Saubere Energie aus Windkraft zu gewinnen ist ein Trend, der in den vergangenen Jahren immer mehr zugenommen hat. Aber nicht nur die Zahl der großen Windräder wächst, es gibt auch immer mehr Kleinwindenergieanlagen (KWEA) in Deutschland.
Die meisten KWEA setzen auf Windräder mit drei Rotorblättern, die im besten Fall etwa 50 Prozent der Windenergie in Strom umsetzen können. Diese Schnellläufer sind durch ihre hohen Drehgeschwindigkeiten relativ laut – ein Problem für den Einsatz in Wohngebieten.
Eine Alternative sind Langsamläufer mit mehr Rotorblättern, wie man sie von historischen Windrädern noch kennt. Diese Rotoren drehen sich deutlich gemütlicher. Bisher ging man davon aus, dass sie nur eine deutlich geringere Energieausbeute von etwa 30 Prozent bringen. Das wollte Walter Baur von der Fachhochschule für angewandte Wissenschaften in Würzburg genau wissen: „In der wissenschaftlichen Literatur stand die alte Zahl von 30 Prozent, und alle haben das so hingenommen“, sagt Baur.
Erfahrung mit Windrädern und erneuerbaren Energien hat der Professor an der Fakultät für Kunststofftechnik und Vermessung schon früh sammeln können – er ist auf einer Mühle aufgewachsen. Auch hat er in einem Pilotprojekt mit Studenten eine KWEA mit einem Langsamläufer auf dem „Alten Gut“ im Würzburger Stadtteil Heuchelhof installiert, die dort heute noch läuft.
Seit 2013 ging er beim Projekt „Optimierte langsam laufende Windturbine“ (OptiBine) der Frage nach, ob und wie man die Leistung dieser Windräder verbessern konnte.
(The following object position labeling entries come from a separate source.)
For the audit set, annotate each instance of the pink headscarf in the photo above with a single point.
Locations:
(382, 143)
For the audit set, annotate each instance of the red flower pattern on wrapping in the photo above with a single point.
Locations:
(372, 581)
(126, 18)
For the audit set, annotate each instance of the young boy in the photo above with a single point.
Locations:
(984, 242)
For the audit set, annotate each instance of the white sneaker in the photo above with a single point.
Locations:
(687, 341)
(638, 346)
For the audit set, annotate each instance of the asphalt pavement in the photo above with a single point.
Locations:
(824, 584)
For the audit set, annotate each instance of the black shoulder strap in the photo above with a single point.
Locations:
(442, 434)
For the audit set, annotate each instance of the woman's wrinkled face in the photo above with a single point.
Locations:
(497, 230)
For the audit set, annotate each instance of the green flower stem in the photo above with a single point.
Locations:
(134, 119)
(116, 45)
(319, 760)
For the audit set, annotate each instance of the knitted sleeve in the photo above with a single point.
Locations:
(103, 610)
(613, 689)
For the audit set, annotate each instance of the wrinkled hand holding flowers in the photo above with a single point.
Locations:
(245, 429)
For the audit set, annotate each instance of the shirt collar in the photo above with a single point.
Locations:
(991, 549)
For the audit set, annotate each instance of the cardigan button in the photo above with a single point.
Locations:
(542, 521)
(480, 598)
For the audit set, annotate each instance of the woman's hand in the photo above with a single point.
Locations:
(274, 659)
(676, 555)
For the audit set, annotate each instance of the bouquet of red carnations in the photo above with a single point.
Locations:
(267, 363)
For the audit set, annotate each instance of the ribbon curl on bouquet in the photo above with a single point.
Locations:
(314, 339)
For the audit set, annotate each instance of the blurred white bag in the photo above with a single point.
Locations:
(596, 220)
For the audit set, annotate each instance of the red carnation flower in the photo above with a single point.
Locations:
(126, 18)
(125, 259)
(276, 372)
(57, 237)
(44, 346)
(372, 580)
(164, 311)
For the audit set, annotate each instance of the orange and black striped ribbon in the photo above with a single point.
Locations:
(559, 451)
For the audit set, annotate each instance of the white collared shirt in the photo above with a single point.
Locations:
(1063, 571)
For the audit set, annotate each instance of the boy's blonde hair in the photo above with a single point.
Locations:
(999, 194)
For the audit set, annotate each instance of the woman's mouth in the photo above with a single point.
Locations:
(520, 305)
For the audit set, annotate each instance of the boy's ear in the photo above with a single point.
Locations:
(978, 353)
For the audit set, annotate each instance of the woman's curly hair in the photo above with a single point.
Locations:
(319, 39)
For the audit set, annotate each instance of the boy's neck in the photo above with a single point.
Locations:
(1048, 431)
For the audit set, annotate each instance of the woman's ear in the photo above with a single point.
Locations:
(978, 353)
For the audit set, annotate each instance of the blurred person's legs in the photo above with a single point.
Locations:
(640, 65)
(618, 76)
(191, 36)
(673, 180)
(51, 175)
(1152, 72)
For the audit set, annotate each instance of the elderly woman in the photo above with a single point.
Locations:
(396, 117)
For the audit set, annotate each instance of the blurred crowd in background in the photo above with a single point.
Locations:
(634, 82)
Dafür setzte das Forscherteam moderne faserverstärkte Kunststoffe ein, auch wurden die Aerodynamik und Festigkeit der Rotorblätter durch Simulationen im Computer getestet.
Das neu entwickelte Windrad mit neun Rotorblättern in einem Windkanal zu testen, wäre zu teuer gewesen – das Budget des dreijährigen Projekts „OptiBine“ betrug nur 230 000 Euro. Darum kam ein „fahrender Windkanal“ zum Einsatz – das Windrad wurde mit der Messelektronik auf einen Zug der Mainschleifenbahn montiert. Bei zahlreichen Testfahrten auf dem Bahngelände wurde gemessen, bei welchem Fahrtwind welche Energie vom Windrad erzeugt wird.
„Das war der angenehme Teil daran: Auf den Zug setzen, fahren und messen“, erzählt Diplom-Ingenieur Stefan Frosch, der maßgeblich an dem Projekt mitgearbeitet hat, bei der Abschlussvorstellung in Prosselsheim (Lkr. Würzburg).
Das erstaunliche Ergebnis des Forschungsprojekts: Bei einer Windgeschwindigkeit von 20 km/h erreicht der neu entwickelte Rotor einen maximalen Wirkungsgrad von 45 Prozent, um die Hälfte mehr, als bisher in der Wissenschaft angenommen. Damit kommt er bei der Ausbeute der Windenergie nah an die verbreiteten Drei-Blatt-Rotoren bei Kleinwindenergieanlagen heran.
Der Langsamläufer hat auch den Vorteil, dass er durch die geringere Drehzahl das Material weniger verschleißt. Auch fängt er schon bei geringeren Windgeschwindigkeiten an, Energie zu erzeugen.
Eine Einsatzmöglichkeit wäre die Stromerzeugung für Privathaushalte in dichter bewohnten Gegenden oder auf Bauernhöfen in windarmen Regionen. „Die Technik wäre auch ideal für Entwicklungsländer, um dort dezentral Strom zu erzeugen“, erklärt Baur. Die Forschung an der „OptiBine“ ist Ende Oktober beendet, ein Folgeprojekt ist zum Bedauern von Baur aktuell nicht geplant.